Elsewhere (01:15:34) the main actor can be seen practicing a golden shower, a similar scene only seen in the thematically related film Savage Nights (Les nuits Fauves) (1992) by Cyril Collard, which is rated 12+ in France and 18+ in Germany, and in which the main actor and director also plays himself.

In Austria the film was confiscated, on 17 May 1981, during the preparations for the first gay film festival in Vienna (1982), because of same-sex pornography.

Intended for release in clubs, the film was eventually released commercially. For its theatrical release in the UK, the British Board of Film Classification required that the images of erection, penetration and BDSM be reduced, as well as two scenes be removed: one scene of urolagnia and one where a black-and-white public information film is shown, relating to stranger danger. This meant that the film could not even be exhibited in the newly created R18 category. The film was eventually passed as 18 uncut in 2011.

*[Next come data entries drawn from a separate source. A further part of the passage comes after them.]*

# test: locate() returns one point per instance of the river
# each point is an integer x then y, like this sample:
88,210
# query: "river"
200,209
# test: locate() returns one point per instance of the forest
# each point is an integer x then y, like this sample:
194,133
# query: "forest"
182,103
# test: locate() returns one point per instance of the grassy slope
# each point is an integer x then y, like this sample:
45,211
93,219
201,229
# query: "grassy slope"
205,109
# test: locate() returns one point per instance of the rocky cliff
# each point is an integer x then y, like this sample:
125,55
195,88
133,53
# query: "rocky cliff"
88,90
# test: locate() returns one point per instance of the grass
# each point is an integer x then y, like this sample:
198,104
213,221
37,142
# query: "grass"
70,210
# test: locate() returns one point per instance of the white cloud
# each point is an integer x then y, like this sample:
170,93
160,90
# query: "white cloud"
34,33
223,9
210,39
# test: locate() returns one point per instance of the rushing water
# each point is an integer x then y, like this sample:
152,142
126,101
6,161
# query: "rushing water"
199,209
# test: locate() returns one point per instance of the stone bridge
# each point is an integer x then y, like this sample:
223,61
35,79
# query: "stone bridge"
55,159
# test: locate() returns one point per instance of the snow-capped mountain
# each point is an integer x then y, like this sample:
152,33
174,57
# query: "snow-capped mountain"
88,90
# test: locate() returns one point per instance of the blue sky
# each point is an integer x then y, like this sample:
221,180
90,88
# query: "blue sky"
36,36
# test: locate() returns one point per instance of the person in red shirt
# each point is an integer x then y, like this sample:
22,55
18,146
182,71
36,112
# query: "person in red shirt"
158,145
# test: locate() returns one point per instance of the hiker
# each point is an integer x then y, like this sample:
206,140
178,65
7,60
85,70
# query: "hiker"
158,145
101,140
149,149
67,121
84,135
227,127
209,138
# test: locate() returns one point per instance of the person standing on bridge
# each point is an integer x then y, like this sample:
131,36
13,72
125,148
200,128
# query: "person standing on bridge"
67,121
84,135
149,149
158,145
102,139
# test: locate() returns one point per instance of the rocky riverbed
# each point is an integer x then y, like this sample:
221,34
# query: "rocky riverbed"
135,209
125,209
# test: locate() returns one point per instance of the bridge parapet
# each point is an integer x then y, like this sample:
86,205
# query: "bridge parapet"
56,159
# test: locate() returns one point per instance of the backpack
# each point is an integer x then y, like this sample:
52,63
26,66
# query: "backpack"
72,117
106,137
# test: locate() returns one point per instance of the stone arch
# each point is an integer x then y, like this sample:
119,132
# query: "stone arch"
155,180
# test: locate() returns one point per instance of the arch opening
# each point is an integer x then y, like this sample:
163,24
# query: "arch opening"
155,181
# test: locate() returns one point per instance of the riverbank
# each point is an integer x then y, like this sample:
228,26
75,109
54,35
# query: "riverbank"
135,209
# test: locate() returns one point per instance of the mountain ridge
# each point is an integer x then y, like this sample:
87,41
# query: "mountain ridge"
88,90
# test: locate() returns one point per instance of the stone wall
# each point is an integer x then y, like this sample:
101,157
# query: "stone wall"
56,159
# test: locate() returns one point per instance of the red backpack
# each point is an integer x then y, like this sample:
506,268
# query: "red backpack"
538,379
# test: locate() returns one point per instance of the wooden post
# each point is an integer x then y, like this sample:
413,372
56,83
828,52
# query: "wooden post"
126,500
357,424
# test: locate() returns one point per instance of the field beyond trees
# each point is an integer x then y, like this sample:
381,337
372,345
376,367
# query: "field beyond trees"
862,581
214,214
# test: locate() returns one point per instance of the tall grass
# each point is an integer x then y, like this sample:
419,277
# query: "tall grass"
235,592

===Age ratings in other countries===
Finland : K-18

France : -16

United Kingdom : 18 (cut, 1994)

United Kingdom: 18 (uncut, video re-rating 2005)

===Director's Cut===
Before his death, Ripploh was able to complete a director's cut, which was released on DVD in 2002. This is remastered , 16:9 anamorphic widescreen and still mono. As an encore, in addition to all the standards, there is a 23-minute interview with the director about Taxi nach Kairo.

==Critical reception==
The Village Voice hailed it as "the first masterpiece about the mainstream of male gay life". Taxi zum Klo tied with Beau-père in winning the 1981 Boston Society of Film Critics Award for best foreign language film.

==Controversy in Norfolk, Virginia==

After a showing of the film at the Naro Expanded Cinema, a revival house in Norfolk, Virginia, police confiscated a print of the film on Oct. 5, 1983. The film's distributor filed a lawsuit and the print was returned. The Naro's operators were charged with a misdemeanor and received a light fine.